When the supply chain is working flawlessly, machines that are capable of filling more than 200 boxes of pasta a minute deliver the final product to Jacobson’s waiting trucks.

“It’s the perfect plant,” said Paolo Federici, the plant manager in Ames. “There’s no in-process inventory. It’s location cuts down on our transportation costs and we’re able to respond to orders quickly.”

It is located on the main east-west rail line of Union Pacific Co., which sends as many as 25 rail cars per week filled with wheat to the plant. The plant has a mill attached and is less than a mile from I-35, and fewer than 20 miles from Interstate 80, two of the largest highway networks in the United States.  

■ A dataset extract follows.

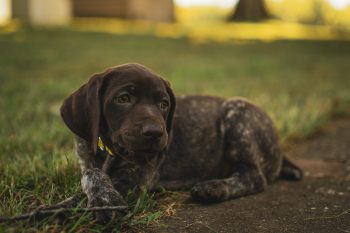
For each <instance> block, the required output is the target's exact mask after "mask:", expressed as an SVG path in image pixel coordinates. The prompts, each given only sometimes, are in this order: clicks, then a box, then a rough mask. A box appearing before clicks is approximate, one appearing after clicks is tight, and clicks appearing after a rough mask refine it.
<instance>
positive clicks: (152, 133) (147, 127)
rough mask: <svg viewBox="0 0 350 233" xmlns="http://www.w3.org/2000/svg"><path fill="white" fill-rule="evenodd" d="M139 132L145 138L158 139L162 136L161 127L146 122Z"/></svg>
mask: <svg viewBox="0 0 350 233" xmlns="http://www.w3.org/2000/svg"><path fill="white" fill-rule="evenodd" d="M141 133H142V136H143V137H145V138H146V139H158V138H160V137H161V136H163V129H162V127H161V126H160V125H158V124H146V125H144V126H143V127H142V132H141Z"/></svg>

“Clearly, Ames was a very strategic choice for us,” said Paul Davis, president of Barilla America. “It’s centrally located and close to our wheat. It’s got a dedicated employee base and has given us a competitive advantage over our competition.”

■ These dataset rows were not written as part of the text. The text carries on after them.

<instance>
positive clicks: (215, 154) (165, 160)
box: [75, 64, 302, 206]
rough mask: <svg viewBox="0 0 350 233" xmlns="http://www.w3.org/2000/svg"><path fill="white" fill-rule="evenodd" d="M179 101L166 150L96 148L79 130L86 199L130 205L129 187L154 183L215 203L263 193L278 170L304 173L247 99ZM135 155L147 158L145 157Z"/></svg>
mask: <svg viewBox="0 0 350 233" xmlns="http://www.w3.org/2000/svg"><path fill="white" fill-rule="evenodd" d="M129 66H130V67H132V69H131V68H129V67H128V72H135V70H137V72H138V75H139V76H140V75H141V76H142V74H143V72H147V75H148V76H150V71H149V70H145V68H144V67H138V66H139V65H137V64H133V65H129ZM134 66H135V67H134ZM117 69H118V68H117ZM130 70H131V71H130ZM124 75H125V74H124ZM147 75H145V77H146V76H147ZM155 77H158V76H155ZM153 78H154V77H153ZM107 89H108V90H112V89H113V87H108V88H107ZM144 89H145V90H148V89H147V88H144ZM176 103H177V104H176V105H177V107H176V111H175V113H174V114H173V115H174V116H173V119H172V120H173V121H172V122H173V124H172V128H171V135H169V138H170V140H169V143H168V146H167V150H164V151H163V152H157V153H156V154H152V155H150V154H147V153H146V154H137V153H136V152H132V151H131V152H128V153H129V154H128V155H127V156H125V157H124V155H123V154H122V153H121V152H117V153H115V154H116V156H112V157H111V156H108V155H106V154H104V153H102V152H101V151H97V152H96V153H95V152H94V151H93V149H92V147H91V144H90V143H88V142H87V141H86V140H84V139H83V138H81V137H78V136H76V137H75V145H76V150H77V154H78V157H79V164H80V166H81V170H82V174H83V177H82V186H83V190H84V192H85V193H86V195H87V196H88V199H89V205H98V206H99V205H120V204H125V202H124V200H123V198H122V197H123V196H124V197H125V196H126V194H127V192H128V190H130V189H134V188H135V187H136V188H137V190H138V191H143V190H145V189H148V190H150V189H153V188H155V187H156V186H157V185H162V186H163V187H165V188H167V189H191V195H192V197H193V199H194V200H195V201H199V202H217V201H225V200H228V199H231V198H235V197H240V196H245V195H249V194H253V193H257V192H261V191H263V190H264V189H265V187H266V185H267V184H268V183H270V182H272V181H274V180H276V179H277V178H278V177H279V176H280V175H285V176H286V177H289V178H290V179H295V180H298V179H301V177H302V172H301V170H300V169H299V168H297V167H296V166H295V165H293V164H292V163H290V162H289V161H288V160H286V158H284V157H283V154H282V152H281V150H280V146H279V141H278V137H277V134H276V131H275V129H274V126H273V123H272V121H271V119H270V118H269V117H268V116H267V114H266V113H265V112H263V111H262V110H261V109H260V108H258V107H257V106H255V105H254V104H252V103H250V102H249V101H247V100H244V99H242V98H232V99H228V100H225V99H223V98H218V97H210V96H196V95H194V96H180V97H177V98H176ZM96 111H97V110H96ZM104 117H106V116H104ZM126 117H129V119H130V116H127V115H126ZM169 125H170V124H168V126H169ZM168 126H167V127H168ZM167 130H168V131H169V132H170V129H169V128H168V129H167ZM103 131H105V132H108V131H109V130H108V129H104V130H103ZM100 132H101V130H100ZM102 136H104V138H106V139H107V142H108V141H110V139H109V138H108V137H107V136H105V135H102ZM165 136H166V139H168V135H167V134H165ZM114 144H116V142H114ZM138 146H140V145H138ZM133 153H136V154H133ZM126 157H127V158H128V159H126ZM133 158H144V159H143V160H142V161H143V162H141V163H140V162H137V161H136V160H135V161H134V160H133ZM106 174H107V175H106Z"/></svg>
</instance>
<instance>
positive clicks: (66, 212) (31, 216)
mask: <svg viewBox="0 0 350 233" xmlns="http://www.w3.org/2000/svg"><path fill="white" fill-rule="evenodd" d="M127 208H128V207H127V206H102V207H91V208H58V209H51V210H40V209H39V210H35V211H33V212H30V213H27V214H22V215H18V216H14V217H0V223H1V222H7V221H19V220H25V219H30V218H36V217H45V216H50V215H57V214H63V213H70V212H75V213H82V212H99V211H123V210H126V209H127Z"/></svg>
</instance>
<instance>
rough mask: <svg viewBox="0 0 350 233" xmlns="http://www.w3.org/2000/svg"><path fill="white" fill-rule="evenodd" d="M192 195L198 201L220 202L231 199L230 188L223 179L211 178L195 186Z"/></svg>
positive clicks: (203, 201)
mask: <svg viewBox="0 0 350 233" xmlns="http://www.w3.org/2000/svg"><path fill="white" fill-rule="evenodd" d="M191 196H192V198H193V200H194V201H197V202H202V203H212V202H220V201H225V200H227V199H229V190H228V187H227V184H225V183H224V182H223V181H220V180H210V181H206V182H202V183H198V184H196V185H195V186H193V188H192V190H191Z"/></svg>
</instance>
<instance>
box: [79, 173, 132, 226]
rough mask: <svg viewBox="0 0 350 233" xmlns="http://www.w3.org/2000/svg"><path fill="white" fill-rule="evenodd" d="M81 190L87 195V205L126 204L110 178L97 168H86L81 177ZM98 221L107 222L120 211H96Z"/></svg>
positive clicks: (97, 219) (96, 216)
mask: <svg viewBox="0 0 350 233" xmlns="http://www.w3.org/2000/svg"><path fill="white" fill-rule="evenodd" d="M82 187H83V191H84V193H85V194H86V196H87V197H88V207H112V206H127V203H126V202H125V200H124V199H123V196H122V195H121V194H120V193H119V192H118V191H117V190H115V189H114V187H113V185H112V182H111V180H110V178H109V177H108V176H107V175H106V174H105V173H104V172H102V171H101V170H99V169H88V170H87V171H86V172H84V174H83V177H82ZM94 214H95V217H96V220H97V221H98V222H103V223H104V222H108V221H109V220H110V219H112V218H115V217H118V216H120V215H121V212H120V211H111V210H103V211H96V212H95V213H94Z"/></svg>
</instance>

The company, which nearly chose to build the factory in Indiana before construction began in 1997, has plenty of room to expand in Ames. It has recently boosted output by roughly 20 percent. Barilla owns 240 acres of land and currently uses about a quarter of that.

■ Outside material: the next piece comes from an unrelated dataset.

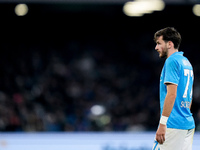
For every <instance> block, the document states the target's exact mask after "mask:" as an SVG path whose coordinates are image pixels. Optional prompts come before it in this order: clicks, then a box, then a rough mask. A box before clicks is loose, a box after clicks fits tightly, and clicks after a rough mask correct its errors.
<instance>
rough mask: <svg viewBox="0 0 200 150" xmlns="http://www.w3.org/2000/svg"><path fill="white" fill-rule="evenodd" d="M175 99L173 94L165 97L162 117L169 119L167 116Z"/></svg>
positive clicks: (169, 111) (172, 105)
mask: <svg viewBox="0 0 200 150" xmlns="http://www.w3.org/2000/svg"><path fill="white" fill-rule="evenodd" d="M175 99H176V95H174V94H167V95H166V97H165V102H164V107H163V112H162V116H166V117H169V115H170V114H171V111H172V109H173V106H174V102H175Z"/></svg>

The positioning, combined with the facility’s milling capabilities, have cut Barilla’s costs and made it easier for the company to deliver its finished products to customers, which in Central Iowa include Dahl’s Food Marts and Hy-Vee Inc.

“We were fortunate to have been selected,” said David Maahs, executive director of both the Ames Chamber of Commerce and the city’s Economic Development Commission.

Part of Barilla’s success stems from its ability to play to its Italian heritage and capture Americans’ love of Italian culture and cuisine. It’s television advertisements, heavy with a feeling of romance, feature a lonely American woman who catches the eye of an Italian man serving pasta.

Top managers who have come to the company from some of the strongest brand-builders in the business world today have strengthened the company’s image.

Davis was head of North American operations for Starbucks Co. Barilla’s head of marketing came from Kraft Foods Inc. Federici worked for years at Unilever Group N.V., one of the largest makers of packaged consumer goods worldwide, before he moved to Barilla. Mike Biegger, human resources manager in Ames, came to the company from The Procter & Gamble Co.

Getting such talented executives has accelerated Barilla’s success in the U.S. market, according to Lopo Rego, an assistant professor of marketing at the University of Iowa’s Henry B. Tippie College of Business.

“They’re acquiring knowledge and jumping the learning curve,” Rego said. “This is one way of accelerating the introduction of a foreign company into a domestic market.”

Before Barilla came to America in the mid-1990s, the U.S. pasta market was dominated largely by regional names: Prince in the Northeast, Creamette in the Midwest and American Beauty on the West Coast. Barilla is has about 43 percent of the pasta market in Italy. Its biggest competitor in the U.S. is American Italian Pasta Co., which makes Mueller’s and Golden Grain.

The national distribution has made Barilla’s pasta popular with large retailers, including Wal-Mart Inc., Costco Wholesale Corp., The Kroger Co. and Albertson’s Inc. who prefer dealing with one supplier.

“The big national players are looking for companies they can grow with,” Davis said. “We’ve been able to step in and fill that need.”

Today, the company is working to import more of its stuffed pastas, including varieties of tortellini that don’t need to be refrigerated. It’s also introducing Voiello, a high-end type of pasta that Barilla hopes to sell to chefs and specialty stores.

The company is also focusing on making premium sauces, a market worth about $1.4 billion a year. Barilla, which makes the sauces at a plant in Upstate New York, is aiming for customers who would buy sauces from Bertolli and Newman’s Own. For the year ended in September, Barilla’s sales of sauces rose 13 percent from the year-earlier period. That growth outpaced the 4.7 percent growth for rival Classico.

“If I had to put a big circle around one reason why Barilla is successful, it’s superior quality,” Davis said. “We’re a company that’s been in business for 126 years. Pasta is not new to us. It’s something we know, and know it very well.”